Et puis bien sûr, impossible d’échapper à la question de l’évaluation. Que faire et comment faire pour évaluer une « éducation à » si complexe ? On lira en allers-retours les propositions générales de Gérard de Vecchi qui dresse une « checklist » des questions à se poser, et les choix faits par une équipe d’un lycée parisien qui utilise différents outils d’évaluation à différentes échelles. Du côté de la recherche, une équipe genevoise autour de François Audigier nous communique les résultats d’une enquête qui essaie de mesurer la contribution des enseignements de sciences sociales à l’éducation en vue du développement durable. Le bilan, mitigé, met en évidence la faible place des savoirs dans les réponses et les énoncés des élèves.
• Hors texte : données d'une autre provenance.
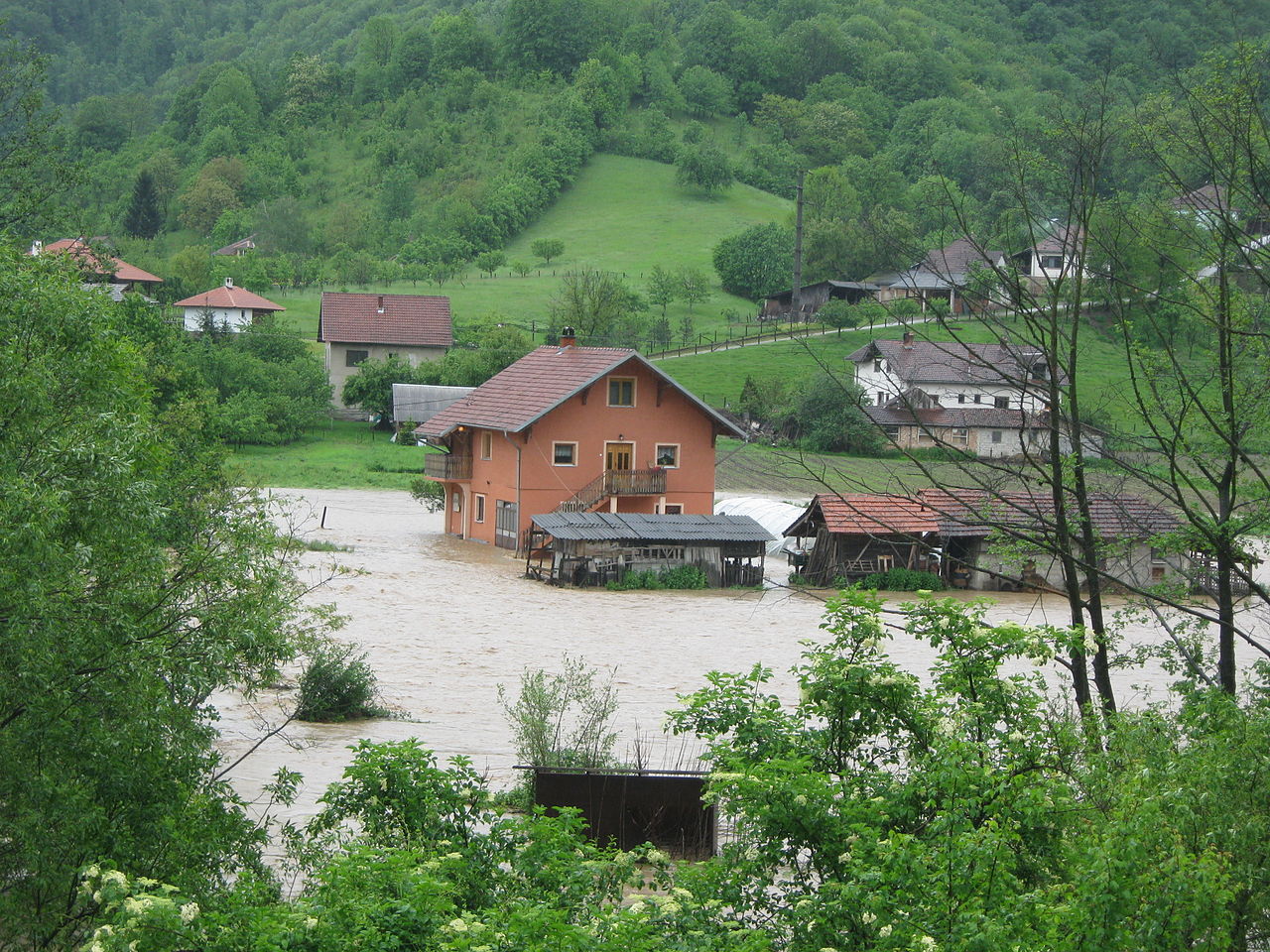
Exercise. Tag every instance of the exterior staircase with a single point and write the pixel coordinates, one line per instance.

Il reste beaucoup à faire pour que ces savoirs deviennent vraiment des outils d’analyse, de compréhension et d’action.
Le dossier se clôt par relecture qu’a bien voulu en faire, sans complaisance, Yves Girault, chercheur au Muséum d’histoire naturelle, qui souhaite alerter la communauté éducative sur les pièges idéologiques que recèlerait une pratique non réflexive de l’EDD. On termine par l’invitation à un voyage dans le futur avec la nouvelle de Christian Grenier : Décroissance dure, dictature douce.
La diversité des contributeurs, leur origine professionnelle et leurs expériences (enseignement agricole, Éducation nationale, milieu associatif, recherche en sciences de l’éducation et en EDD, etc.) font la richesse de ce dossier haut en couleur, bien ancré dans le terrain, mais loin des consensus.
Orane Bischoff, ingénieure d’étude, Supagro, antenne de Florac.
Florence Castincaud, rédactrice aux Cahiers pédagogiques.